Protecting the nation from future
infectious diseases
Our Vision
Vision: Within 5 years, we will deliver an arsenal of tests, vaccines, and medicines to secure the nation’s health and economy.
The Issue
Pandemics are a clear-and-present danger to life as we know it. They have been with us for thousands of years, they are existential, and we still do not have a solution. Even in the present day, we remain structurally unprepared to combat infectious disease:
- There is no market for diseases without incidence. The standard pharma industry model doesn’t work for most infectious diseases — especially sporadic ones.
- Without a market to provide returns, there is no investment. Pandemic threat mitigation is almost exclusively a governmental undertaking.

Pandemic Security Initiative
Unleash the innovation already present in our universities, government labs, and small businesses.
- NIAID is the world’s premiere funding source for infectious diseases, providing almost $6B/y to the best and brightest infectious disease researchers in the country. They are constantly inventing and discovering. They are not, however, equipped to turn an invention into a therapy.
- An entrepreneurial, agile, executive, and purpose-built public-private partnership with a sharp focus on identifying and developing novel diagnostics, vaccines, prophylactics, and therapeutics would protect the country against pandemic-scale threats.

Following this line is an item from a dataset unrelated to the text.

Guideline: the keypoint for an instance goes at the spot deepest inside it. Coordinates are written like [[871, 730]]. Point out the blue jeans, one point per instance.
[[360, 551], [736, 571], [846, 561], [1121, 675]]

- As an operating, drug-developing entity, this public-private partnership complements and supports BARDA and HHS.

Preparedness Updates
White House (Sep 2021)
American Pandemic Preparedness: : Transforming our Capabilities
A strong vision for pandemic preparedness: a $65B Apollo Program including improvements to our medical defenses (vaccines, therapeutics, and diagnostics), situational awareness, public health systems, and core capabilities, and then managing the Mission. Operationalizing this plan will dramatically improve our response to the next pandemic.
DHHS (Jul 2021)
Antiviral Drug Discovery (AViDD) Centers for Pathogens of Pandemic Concern
The first major funding announcement from DHHS to harness the power of innovation in our university system for pandemic preparedness. “Starting with the end in mind”, this funding opportunity envisions eight centers that span the country, focused on integrating academicians and industry to create products that can treat future viral threats
Senator Tammy Baldwin (Aug 2021)
Disease X Act
Senator Baldwin’s Disease X Act calls for $2B over four years for the development of medical countermeasures (diagnostics, therapeutics, and vaccines) against unknown viral threats. The program will be administered by BARDA.
Unleash Innovation
Celdara Medical was purpose-built to transform academic innovations into high-impact medicines. In concert with our affiliates Virtici (Seattle) and MBV (Indianapolis), we already work with hundreds of academic institutions representing over $10B/year in NIH research funding.
Celdara is the fastest-growing company in the state of New Hampshire (in all sectors, based on 3-year AAGR) for each of the last three years, and has been in the top 10 for each of the last six years, winning accolades from the NIH, SBA, and various Federal, state, and local agencies, as well as national and international publications. We have established academic innovation networks worldwide, and “boots on the ground” in Boston, New York, Indianapolis (MBV), and Seattle (Virtici).
Furthermore, we have – with the support of the NIH – established multi-state partnerships to improve medical entrepreneurship in Vermont, New Hampshire, Maine, Rhode Island and Delaware, as well as seven additional Western states (Alaska, Hawaii, Idaho, Montana, Nevada, New Mexico, and Wyoming, which Virtici leads). We work with the country’s major contract research organizations (CROs) and contract development and manufacturing organizations (CDMOs), as well as most major biotech and pharma companies. Universities, pharmaceutical companies, CROs, and CDMOs to date have been unanimously supportive of the Pandemic Security Initiative.
Finis Origine Pendet
Pandemic Preparedness
The Pandemic Security Initiative is an integral part of the solution. Scientific funding, research, and innovation processes already work well. In parallel, we must continue the repurposing of drugs developed for other indications, as well as the development of rapid-response platforms. There is, however, a development gap between the invention of new tests, vaccines, and therapies, and our ability to stockpile them. The Pandemic Security Initiative proactively identifies the most promising medical countermeasures, and develops them to approved products to remove this development gap.